Least strongly associated gene clusters

Some gene families were enriched adjacent to Type III genetic modules but were predicted not to be cofunctional. The ten lowest ranking Type III-associated gene families according to the Cas association score are summarized (Table 3). They are dominated by different transposase domains, and include a single ABC transporter family, all of which are ubiquitous in the mobilome and, therefore, less significant.

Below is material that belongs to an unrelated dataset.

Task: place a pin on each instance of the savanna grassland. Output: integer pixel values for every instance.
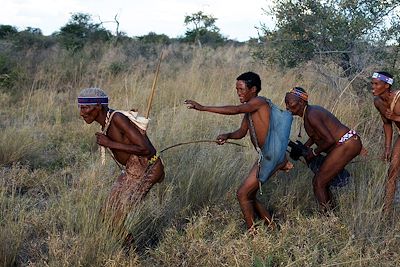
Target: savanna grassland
(52, 184)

The result reinforces that Type III genetic modules tend to lie in genomic regions with relatively high HGT activity. The result also underlines the importance of employing criteria for coevolution and specificity, in addition to conservation, when searching for cas accessory genes.

Table 3.

The ten lowest ranking genes in terms of significance of association to Type III modules, based on the Type III association score. Even though these gene clusters are often found near genomic Type III systems, they are inferred not to bear any functional link with them, and, therefore, were not considered accessory.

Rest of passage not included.